How High-Priced Lenders Use the Internet to Mire Borrowers in Debt and Evade State Consumer Protections

November 30, 2004

Executive Summary

? Payday lending has expanded from check cashing outlets, pawn shops and payday loan outlets to the Internet. Loans are marketed, delivered and collected online at rates and terms that mire cashstrapped consumers in repeat borrowing at extremely high costs. Finance charges are in the $25 (650% APR) to $30 (780% APR) per $100 borrowed range, with built in loan flipping in many contracts.
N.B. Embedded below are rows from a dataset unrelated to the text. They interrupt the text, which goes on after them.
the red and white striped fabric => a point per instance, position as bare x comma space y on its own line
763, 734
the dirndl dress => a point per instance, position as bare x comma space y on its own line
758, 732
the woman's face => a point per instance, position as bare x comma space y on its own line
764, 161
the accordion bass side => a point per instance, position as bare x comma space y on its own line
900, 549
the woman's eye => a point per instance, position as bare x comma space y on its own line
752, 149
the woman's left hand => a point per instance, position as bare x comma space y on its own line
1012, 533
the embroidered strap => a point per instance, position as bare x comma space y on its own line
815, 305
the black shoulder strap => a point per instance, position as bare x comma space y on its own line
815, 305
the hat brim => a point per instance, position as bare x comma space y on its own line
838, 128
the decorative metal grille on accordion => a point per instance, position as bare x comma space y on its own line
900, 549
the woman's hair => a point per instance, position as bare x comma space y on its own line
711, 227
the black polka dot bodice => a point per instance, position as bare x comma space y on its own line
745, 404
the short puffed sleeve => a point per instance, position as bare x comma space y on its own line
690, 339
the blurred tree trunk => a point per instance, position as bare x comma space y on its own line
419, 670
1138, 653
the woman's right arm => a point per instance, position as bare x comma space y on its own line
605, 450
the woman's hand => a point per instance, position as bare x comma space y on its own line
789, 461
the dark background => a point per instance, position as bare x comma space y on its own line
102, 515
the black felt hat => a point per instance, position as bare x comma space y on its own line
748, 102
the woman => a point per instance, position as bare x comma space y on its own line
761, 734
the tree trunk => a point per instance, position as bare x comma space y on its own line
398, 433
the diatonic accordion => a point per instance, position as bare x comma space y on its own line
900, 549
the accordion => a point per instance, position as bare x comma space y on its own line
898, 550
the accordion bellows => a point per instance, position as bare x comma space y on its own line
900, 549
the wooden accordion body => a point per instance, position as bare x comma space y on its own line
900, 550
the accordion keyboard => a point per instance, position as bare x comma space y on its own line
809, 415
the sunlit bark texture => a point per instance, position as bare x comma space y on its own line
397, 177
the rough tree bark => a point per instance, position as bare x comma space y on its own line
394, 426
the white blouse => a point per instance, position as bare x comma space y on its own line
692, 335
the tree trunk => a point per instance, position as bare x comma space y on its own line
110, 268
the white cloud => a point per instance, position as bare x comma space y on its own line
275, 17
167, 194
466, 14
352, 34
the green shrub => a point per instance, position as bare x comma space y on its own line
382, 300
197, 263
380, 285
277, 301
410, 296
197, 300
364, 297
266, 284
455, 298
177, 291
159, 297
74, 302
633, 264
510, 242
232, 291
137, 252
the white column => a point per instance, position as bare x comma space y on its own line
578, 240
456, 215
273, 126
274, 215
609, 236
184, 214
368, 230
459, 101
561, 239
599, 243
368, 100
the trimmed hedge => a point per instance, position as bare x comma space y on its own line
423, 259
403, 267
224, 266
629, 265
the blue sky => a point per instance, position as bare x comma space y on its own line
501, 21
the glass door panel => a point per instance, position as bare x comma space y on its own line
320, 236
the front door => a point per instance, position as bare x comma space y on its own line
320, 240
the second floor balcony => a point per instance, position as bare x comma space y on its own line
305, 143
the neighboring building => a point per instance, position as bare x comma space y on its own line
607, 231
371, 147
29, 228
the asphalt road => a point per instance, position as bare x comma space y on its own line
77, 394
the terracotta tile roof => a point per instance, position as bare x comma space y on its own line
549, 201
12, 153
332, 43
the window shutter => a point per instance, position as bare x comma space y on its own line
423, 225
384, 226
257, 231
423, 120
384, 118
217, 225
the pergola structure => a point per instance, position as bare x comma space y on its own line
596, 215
? Web sites marketing and/or delivering small loans are growing rapidly, with numerous referral sites feeding applications to actual lenders. Lenders are hard to locate, identify or contact. Some are licensed in their home states, while others hide behind anonymous domain registrations or are located outside the United States.

? Banks are involved in Internet payday loans through the Automated Clearing House System (ACH) used to electronically deliver loans to consumers' bank accounts and to withdraw payments. County Bank of Rehoboth Beach, DE, participates directly in Internet payday lending.

? Internet payday lenders bypass state usury laws and consumer protections by locating in lax regulatory states and making loans without complying with licensing requirements or state protections in the borrower's home state. State regulators, notably in Kansas, New York and Colorado, are beginning to enforce state usury and small loan laws against lenders making loans online to state consumers.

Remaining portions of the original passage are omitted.